Liquid Credit
Despite the ongoing, mostly adverse, media coverage we may be over the worst of the “Credit Crunch”. Whilst US house prices recorded the biggest monthly fall on record, the same low prices are tempting buyers back to the market. Here, the Bank has stated it will not stand by whist dealers aggressively (and illegally) short bank stocks; Bear Stearns stock price is edging upwards albeit from a low level. True, UK inter-bank rates have rocketed but this is a reflection of our “liquidity crunch”. Most of the biggest UK and European banks are carrying significant levels of worthless CDO’s and other toxic paper and are writing down their balance sheets accordingly. As Quarter 1 ends today they are hording cash to offset balance sheet write-downs leading to a short supply of cash and forcing market rates upwards. By this time next week we should see market rates 20 to 30 points lower as the big banks lend to the market again.

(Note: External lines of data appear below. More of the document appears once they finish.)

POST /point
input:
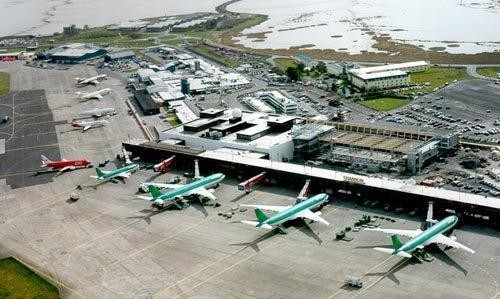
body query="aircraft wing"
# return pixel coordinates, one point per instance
(311, 215)
(402, 232)
(269, 208)
(442, 239)
(167, 186)
(203, 192)
(66, 168)
(124, 175)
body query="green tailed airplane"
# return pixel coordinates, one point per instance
(179, 191)
(123, 172)
(420, 238)
(285, 213)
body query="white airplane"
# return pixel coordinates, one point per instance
(198, 188)
(85, 125)
(420, 239)
(285, 213)
(98, 112)
(85, 96)
(92, 80)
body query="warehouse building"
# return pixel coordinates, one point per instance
(383, 150)
(386, 76)
(306, 60)
(73, 53)
(380, 80)
(248, 133)
(147, 105)
(258, 105)
(278, 101)
(119, 56)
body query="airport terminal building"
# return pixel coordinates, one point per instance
(386, 76)
(73, 53)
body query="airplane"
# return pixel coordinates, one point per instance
(92, 80)
(420, 238)
(123, 172)
(179, 191)
(285, 213)
(88, 124)
(64, 165)
(85, 96)
(163, 165)
(98, 112)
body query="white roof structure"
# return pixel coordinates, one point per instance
(278, 96)
(259, 105)
(390, 67)
(385, 74)
(385, 183)
(183, 112)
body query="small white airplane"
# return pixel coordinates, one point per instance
(197, 188)
(92, 80)
(285, 213)
(98, 112)
(85, 96)
(420, 239)
(85, 125)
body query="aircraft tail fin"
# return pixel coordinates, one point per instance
(100, 173)
(396, 242)
(154, 191)
(45, 160)
(261, 216)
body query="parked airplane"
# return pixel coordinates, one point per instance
(64, 164)
(98, 112)
(285, 213)
(420, 238)
(92, 80)
(123, 172)
(163, 165)
(85, 125)
(179, 191)
(85, 96)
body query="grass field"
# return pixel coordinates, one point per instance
(385, 104)
(285, 63)
(4, 83)
(18, 281)
(201, 34)
(210, 54)
(437, 76)
(488, 71)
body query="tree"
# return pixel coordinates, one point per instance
(321, 67)
(277, 70)
(301, 67)
(294, 73)
(334, 87)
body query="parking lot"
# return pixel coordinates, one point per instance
(469, 108)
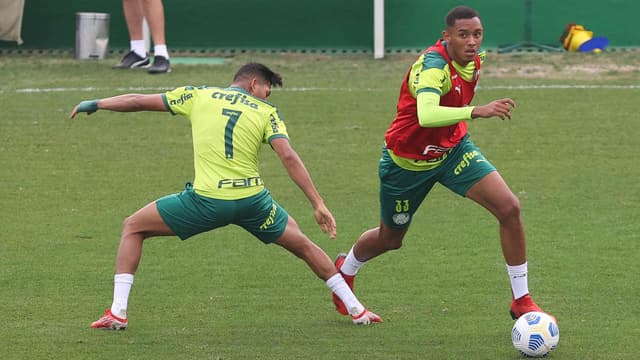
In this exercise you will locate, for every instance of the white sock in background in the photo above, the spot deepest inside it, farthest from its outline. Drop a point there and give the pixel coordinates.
(351, 265)
(121, 288)
(337, 284)
(139, 48)
(519, 280)
(161, 50)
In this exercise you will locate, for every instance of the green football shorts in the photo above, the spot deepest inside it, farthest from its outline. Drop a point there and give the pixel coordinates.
(189, 214)
(402, 191)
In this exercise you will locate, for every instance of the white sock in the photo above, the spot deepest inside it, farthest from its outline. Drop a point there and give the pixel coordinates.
(337, 284)
(519, 280)
(161, 50)
(351, 265)
(121, 288)
(139, 48)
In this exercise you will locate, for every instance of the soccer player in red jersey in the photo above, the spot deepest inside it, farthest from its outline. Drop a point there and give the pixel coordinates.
(428, 143)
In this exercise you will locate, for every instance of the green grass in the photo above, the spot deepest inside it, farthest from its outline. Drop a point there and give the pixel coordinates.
(66, 185)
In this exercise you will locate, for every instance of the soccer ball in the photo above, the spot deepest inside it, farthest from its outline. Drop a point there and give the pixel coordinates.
(535, 334)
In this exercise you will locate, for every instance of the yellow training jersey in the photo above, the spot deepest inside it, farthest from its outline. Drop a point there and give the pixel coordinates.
(228, 127)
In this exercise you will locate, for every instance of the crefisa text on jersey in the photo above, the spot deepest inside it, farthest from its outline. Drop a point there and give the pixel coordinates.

There were only two significant data releases last week. Firstly the Nationwide Building society reported that house prices fell in March by 0.6% giving an annual increase of only 1.1% - the lowest since March 1996. The Gfk / NOP consumer confidence survey reported misery unseen since 1993 – a negative balance of 19 in March. None of these figures should come as a surprise but they do put the Bank between a rock and a hard place. Cutting Base Rate aggressively could lead to higher inflation later but doing nothing could force the UK into recession by Q3 this year. It appears that Merv has decided to abandon his policy of avoiding moral hazard and is pumping extra liquidity into the market in an attempt to reduce market rates thus allowing banks to lend to consumers at lower levels.
Wednesday sees the release of March’s Bank of England consumer credit, mortgage lending and mortgage approvals figures. They may be just dire enough to persuade the Committee to cut Base Rate by 0.25% on April 10th although the consensus is for May 8th.